Légende : Parmi les nombreux participants, certains avaient préparé des pancartes, comme celle-ci, pour protester contre le plan du gouvernement.

Crédit : Damien Dauphin – Le Moniteur Acadien

Titre : Salle pleine

Légende : Plus d’une centaine de personnes faisaient encore la queue pour entrer alors que la salle était pleine. Il a fallu déplacer les panneaux amovibles à l’arrière-plan de cette photo pour leur faire de la place.

Crédit : Damien Dauphin – Le Moniteur Acadien

Titre : Hannah

Légende : Une des intervenantes, Hannah Davidson, fut chaleureusement applaudie par le public après sa prise de parole.

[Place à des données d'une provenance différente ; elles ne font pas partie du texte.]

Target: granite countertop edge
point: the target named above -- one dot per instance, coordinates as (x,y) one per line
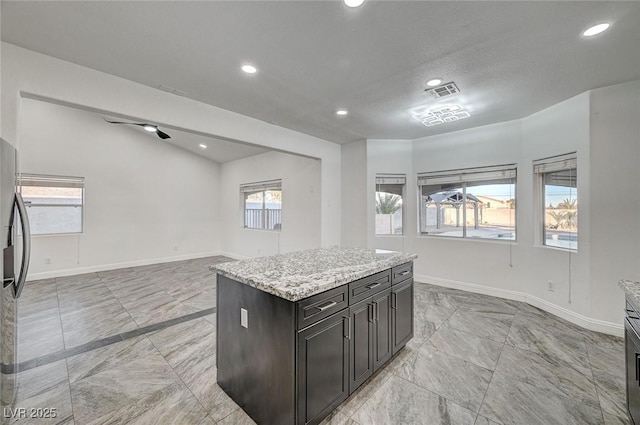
(315,283)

Crédit : Damien Dauphin – Le Moniteur Acadien

Maman d’une élève en immersion française, la députée Megan Mitton critique le projet

(D.D.)

Megan Mitton (Memramcook-Tantramar) représentait le Parti Vert lors de la consultation. Elle dit avoir entendu des parents qui s'inquiètent de savoir s'il y aura des ressources pour soutenir les enfants qui ont des difficultés d'apprentissage, et des parents qui craignent que leurs enfants ne perdent la chance d'apprendre le français dans un programme d'immersion et de devenir bilingues. Elle-même maman de deux jeunes enfants, elle redoute les répercussions du nouveau programme sur sa progéniture.

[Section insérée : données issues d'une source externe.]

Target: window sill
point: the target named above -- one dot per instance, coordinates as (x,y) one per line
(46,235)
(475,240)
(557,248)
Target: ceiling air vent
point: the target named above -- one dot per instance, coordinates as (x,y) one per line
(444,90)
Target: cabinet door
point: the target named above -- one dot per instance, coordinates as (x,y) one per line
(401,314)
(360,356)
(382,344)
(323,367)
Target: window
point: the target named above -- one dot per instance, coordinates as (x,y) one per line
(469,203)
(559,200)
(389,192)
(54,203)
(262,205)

« Ma fille n'est en immersion française que depuis moins de cinq mois, et elle chante, compte et parle déjà en français. C'est merveilleux. Pourquoi mon fils devrait-il recevoir la moitié de l'enseignement en français qu'elle reçoit lorsqu'il entrera à l'école dans quelques années ? C'est ce qui va se passer avec leur plan actuel. C'est totalement inacceptable », a-t-elle dit au Moniteur Acadien.

Mme Mitton soutient que la recherche et les données appuient le programme d’immersion actuel et que le processus enclenché pour l’abolir est précipité et rétrograde. Elle observe en outre que le gouvernement ne consulte la population qu’après avoir pris sa décision, et que les enseignants implorent Fredericton de ne pas faire un autre changement majeur, mais d’écouter ce dont ils ont vraiment besoin : stabilité, soutien et ressources additionnelles pour les aider à faire leur travail.

« Les Verts veulent que le gouvernement arrête le projet d'abolir l'immersion en français et qu'ils trouvent plutôt des moyens de l'améliorer, par exemple en s'assurant que des cours sont offerts au niveau secondaire pour que les élèves puissent continuer à apprendre en français. Ils devraient améliorer les possibilités d'apprentissage du français pour tous les élèves, et s'assurer que des ressources adéquates sont investies pour soutenir les élèves et le personnel », a conclu la députée.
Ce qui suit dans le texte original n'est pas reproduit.